Depois de muito tempo de conversa com uma sábia oriental, ela me disse que sou pior do que Murphy. Consigo imaginar desfechos muito mais trágicos do que ele para várias situações do dia a dia. Teve uma vez que uma amiga mandou um e-mail desaforado para os chefes, chutando o pau da barraca com muita força, antes de sair de férias. Nesse período nos encontramos e eu disse acho que o e-mail foi tão terrível que eles não vão te deixar entrar no escritório na volta das férias. Um ex-namorado atendeu o telefone com uma voz meio grogue numa certa manhã de dia útil e eu já imaginei que ele tinha se tornado usuário de drogas. Enfim. Muito talento trágico. No caso, tragi-cômico porque a realidade é sempre menos grave do que eu imagino. Graças a deus. Aí, numa mesma semana, eu saio para tomar café no fim da tarde, numa linda panificadora francesa, à luz de velas com alguém. E, na seqüência, recebo dois convites seguidos desse mesmo alguém, digamos assim, que-faz-meu-coração-saltar-várias-batidas-de-uma-vez-só. O primeiro para ir visitar uma chocolateria divina no fim da tarde de ontem. O segundo para ir comer o melhor brownie do mundo, no mesmo horário amanhã. Mas, tive de declinar os dois convites, em vista de problema de incompatibilidade de agenda. Ontem, ele achou engraçado, chegou mesmo a dar risadinha com os compromissos mencionados. Hoje, num tom ligeiramente emputecido, disse que, de repente, combinamos o encontro qualquer dia desses, quando conseguirmos coincidir nossas agendas. Agora me digam: quem mesmo inventou essa história de sabedoria oriental?



:: postado por Menina de 30 #1:30 AM


Terça-feira, Julho 05, 2005

PARA SEMPRE



Cada um tem seu fetiche em relacionamentos. Uns gostam de imaginar que jamais se comprometerão, de modo algum, com outra pessoa. Outros preferem acreditar que o amor precisa ser infinito enquanto durar. E há aqueles que adoram usar a expressão para sempre. Ou sou apenas eu? Desde a vida inteira, adorei pensar que certas pessoas fariam parte da minha história para sempre. Amigos, namorados, parceiros profissionais, enfim, pessoas a quem me afeiçoei de um modo especial. Por alguma razão, precisava acreditar que eles, bons demais para serem de verdade, estariam lá do meu lado o tempo todo. Claro. Coração partido mil vezes. Porque algumas dessas pessoas estiveram comigo de passagem. Ou, por outras palavras, não vieram para ficar. Com o tempo, devo ser sincera, fiquei com medo de dizer para sempre. Parecia que bastava falar, para evaporarem as pessoas que importavam realmente. O tempo passou. Tanta coisa mudou. E, como era de se esperar, aprendi que os relacionamentos verdadeiramente especiais escapam das qualificações. Existem pessoas que, definitivamente, vieram para ficar - e a compreensão desse fato traz um calor tão gostoso para o coração que dizer para sempre perde todo significado e sentido.
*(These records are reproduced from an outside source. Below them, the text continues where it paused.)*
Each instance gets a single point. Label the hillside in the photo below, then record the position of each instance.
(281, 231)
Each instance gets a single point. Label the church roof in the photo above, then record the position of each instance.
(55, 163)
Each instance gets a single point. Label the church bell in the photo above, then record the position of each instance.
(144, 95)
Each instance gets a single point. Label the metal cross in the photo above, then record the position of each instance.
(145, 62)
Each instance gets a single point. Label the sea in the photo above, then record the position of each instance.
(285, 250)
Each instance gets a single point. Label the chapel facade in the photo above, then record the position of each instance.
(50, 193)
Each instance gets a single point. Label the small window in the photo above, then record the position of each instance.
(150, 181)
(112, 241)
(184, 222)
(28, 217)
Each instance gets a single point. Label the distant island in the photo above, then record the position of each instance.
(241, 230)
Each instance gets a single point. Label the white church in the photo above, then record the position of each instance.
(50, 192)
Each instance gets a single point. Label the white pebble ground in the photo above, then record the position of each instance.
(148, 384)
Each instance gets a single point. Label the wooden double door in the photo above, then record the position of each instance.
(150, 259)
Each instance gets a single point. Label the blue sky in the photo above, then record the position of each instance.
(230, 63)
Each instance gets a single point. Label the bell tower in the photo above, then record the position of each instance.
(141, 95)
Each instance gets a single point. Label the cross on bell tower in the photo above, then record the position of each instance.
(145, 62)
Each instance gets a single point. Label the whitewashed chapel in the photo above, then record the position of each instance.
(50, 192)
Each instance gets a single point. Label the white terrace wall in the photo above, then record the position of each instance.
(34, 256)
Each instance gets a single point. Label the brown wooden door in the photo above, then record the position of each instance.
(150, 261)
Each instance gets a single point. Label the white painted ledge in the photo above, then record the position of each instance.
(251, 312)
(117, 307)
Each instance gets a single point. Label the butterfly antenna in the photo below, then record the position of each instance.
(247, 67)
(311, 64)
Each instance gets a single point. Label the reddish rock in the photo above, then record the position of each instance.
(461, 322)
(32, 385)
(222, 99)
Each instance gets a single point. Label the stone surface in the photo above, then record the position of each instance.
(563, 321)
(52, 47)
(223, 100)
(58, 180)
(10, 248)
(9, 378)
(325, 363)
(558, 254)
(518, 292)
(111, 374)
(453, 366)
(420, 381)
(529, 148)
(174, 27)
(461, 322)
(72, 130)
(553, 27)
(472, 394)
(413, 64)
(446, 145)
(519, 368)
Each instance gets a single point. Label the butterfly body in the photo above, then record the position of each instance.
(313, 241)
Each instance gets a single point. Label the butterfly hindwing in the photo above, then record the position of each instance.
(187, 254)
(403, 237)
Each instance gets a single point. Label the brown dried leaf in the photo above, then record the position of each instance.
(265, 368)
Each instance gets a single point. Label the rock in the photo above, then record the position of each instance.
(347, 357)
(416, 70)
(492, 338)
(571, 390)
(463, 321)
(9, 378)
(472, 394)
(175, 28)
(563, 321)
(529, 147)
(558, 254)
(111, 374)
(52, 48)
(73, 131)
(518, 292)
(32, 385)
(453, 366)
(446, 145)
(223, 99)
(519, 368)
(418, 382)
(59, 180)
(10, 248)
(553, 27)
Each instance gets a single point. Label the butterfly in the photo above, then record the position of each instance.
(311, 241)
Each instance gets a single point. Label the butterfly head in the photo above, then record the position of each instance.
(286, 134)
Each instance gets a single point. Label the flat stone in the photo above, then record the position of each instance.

:: postado por Menina de 30 #3:50 PM


Domingo, Julho 03, 2005

RAPIDITAS



Dez anos depois, férias escolares voltam a adquirir um significado muito especial. A vida é engraçada.

Uma foto especial pode fazer maravilhas pelo humor de uma pessoa. Ainda mais quando colocada como papel de parede do monitor de trabalho. Ainda mais quando, num momento de inspiração, você manda para outra pessoa, esperando fazê-la enxergar o que todos viram no diabo da foto.

Nada como uma criança (ops, melhor chamar de pré-adolescente, para ela não ficar revoltada) para inspirar ternura infinita no coração de uma tia coruja.

Depois de meia hora de abdominais na sexta (até agora está doendo tossir), fui conhecer uma chocolateria sensacional no domingo (mais um antro da perdição gulosística). A vida pode parecer intrigantemente sem sentido.

O plano é fazer, dessa semana, um período de limpeza cármica, para começar com pé direito planos importantíssimos. Muita força de vontade nessa hora.

Faltam 20 dias para o meu aniversário. Sinceramente, os 31 anos estão mexendo comigo mais do que imaginei.

O menino do dedo verde diz que eu tenho dificuldade para mostrar doçura. Pois eu acho que certas atitudes minhas seriam suficientes para matar de ataque fulminante qualquer diabético. Tudo é uma questão de perspectiva, no fim.

Devo admitir (com um puta medo de depois precisar me arrepender) que esse inferno astral está sendo até tranquilo, viu?